Switch (config) permit any host 0009.6BC4.D4BF





# defines hosts that can access MAC addresses as 0009.6BC4.D4BF





Switch (config) Ip access-list extended IP10





# defines an IP address access control list and names the list named IP10





Switch (config) Permit 192.168.0.1 0.0.0.0 any





# A host that defines an IP address as 192.168.0.1 can access any host





Permit any 192.168.0.1 0.0.0.0





# defines hosts that can access IP addresses as 192.168.0.1





Switch (config-if) interface fa0/20





#进入配置具体端口的模式





Switch (config-if) Mac Access-group MAC10 in





# Apply the access list named MAC10 (that is, the access policy we defined earlier) on the port





Switch (config-if) Ip access-group IP10 in





# Apply the access list named IP10 (that is, the access policy we defined earlier) on the port





Switch (config) no Mac access-list extended MAC10





# Clears the access list named MAC10





Switch (config) no Ip access-group IP10 in





# Clears the access list named IP10





the above mentioned application 1 is based on the host MAC address and switch port binding, Scenario 2 is based on the MAC address access control list, the first two scenarios can achieve a similar function. If you want to achieve the IP and MAC address binding can only be implemented according to the scenario 3来, you can use scenario 1 or Scenario 2 with the IP Access control list to achieve the desired results.
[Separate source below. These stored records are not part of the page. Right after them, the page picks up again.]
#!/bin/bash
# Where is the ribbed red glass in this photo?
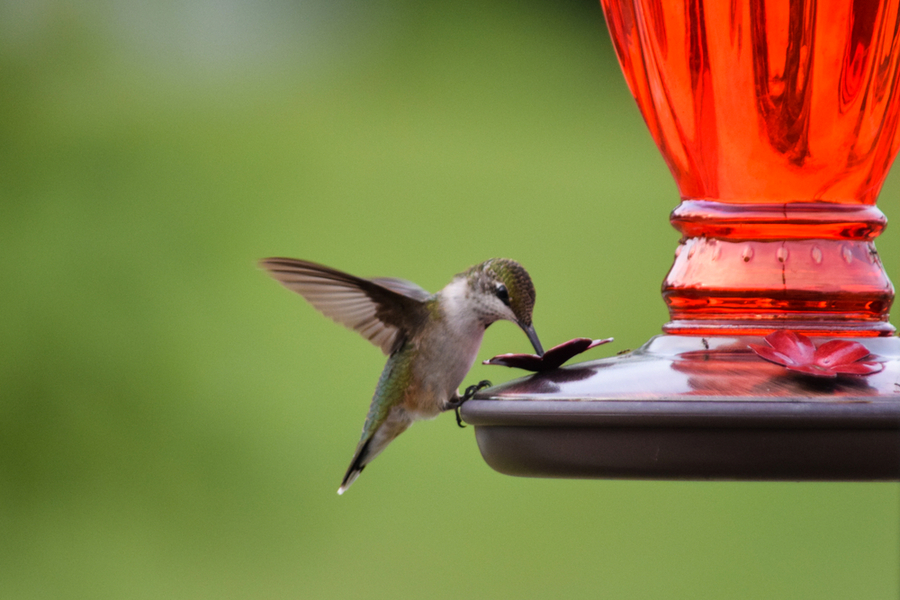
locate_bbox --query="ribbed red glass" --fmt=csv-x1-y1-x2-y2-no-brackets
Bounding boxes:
601,0,900,336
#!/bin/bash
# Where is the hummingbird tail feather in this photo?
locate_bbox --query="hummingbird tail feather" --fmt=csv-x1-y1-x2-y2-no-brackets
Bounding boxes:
338,438,372,495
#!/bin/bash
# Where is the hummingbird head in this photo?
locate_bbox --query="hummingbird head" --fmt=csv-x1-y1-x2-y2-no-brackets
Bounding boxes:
464,258,544,356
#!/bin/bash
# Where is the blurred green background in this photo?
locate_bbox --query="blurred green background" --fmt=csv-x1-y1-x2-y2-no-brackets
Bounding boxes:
0,0,900,599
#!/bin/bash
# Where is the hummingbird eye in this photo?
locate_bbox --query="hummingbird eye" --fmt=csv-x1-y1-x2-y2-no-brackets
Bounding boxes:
494,283,509,306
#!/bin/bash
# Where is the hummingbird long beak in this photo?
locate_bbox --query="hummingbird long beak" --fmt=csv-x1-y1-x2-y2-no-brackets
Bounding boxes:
519,323,544,356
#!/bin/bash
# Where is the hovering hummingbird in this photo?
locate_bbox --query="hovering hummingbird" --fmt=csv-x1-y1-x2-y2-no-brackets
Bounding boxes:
260,258,544,494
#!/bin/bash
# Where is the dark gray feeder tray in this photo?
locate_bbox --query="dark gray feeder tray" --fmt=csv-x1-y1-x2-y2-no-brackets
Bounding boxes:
461,335,900,481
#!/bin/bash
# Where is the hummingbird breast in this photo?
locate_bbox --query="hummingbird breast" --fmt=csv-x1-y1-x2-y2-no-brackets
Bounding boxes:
404,304,484,418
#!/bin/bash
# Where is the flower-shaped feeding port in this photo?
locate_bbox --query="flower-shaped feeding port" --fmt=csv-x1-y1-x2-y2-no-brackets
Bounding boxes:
748,330,884,378
482,338,613,372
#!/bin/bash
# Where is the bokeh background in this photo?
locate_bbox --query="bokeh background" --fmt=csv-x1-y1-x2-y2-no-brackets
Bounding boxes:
0,0,900,600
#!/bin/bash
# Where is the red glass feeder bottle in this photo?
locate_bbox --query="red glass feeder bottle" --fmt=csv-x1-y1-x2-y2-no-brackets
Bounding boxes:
462,0,900,480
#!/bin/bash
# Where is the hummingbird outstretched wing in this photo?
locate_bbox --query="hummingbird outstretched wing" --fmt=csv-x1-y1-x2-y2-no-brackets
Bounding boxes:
259,258,430,355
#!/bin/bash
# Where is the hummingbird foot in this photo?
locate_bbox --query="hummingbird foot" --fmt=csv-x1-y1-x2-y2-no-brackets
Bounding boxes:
447,379,493,428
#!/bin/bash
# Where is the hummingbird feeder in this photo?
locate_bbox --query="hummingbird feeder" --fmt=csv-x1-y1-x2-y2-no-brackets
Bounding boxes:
462,0,900,480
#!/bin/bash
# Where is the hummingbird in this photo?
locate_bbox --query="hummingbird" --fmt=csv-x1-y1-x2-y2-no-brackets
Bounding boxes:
260,258,544,494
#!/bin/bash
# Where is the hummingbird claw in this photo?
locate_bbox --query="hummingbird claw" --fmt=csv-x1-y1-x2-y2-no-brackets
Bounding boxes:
448,379,493,429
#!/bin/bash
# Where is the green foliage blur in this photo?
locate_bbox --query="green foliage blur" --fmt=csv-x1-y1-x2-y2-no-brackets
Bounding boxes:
0,0,900,600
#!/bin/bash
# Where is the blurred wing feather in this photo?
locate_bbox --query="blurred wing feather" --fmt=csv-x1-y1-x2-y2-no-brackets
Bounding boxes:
259,258,429,354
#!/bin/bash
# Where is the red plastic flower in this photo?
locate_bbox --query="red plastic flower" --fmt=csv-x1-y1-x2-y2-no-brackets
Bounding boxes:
749,330,884,377
482,338,613,371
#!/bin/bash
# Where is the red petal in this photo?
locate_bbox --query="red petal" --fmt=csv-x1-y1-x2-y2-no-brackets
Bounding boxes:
747,344,794,367
765,329,816,365
816,340,869,369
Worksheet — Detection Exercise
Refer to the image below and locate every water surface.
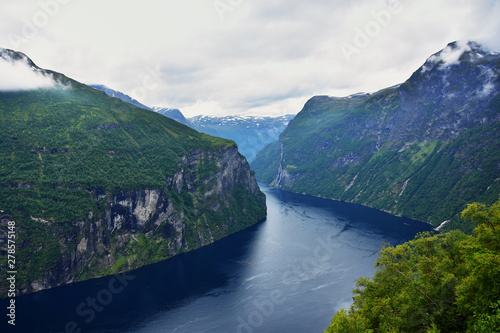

Note: The above features can be implemented on Cisco 2950, 3550, 4500, 6500 series switches, but note that 2950 and 3550 require the switch to run enhanced software mirroring (enhanced image).





Note: From the surface, binding MAC address and IP address can prevent the internal IP address is stolen, but in fact, because of the various layers of protocol and network card-driven implementation technology, MAC address and IP address binding there is a large defect, and can not really prevent the internal IP address stolen.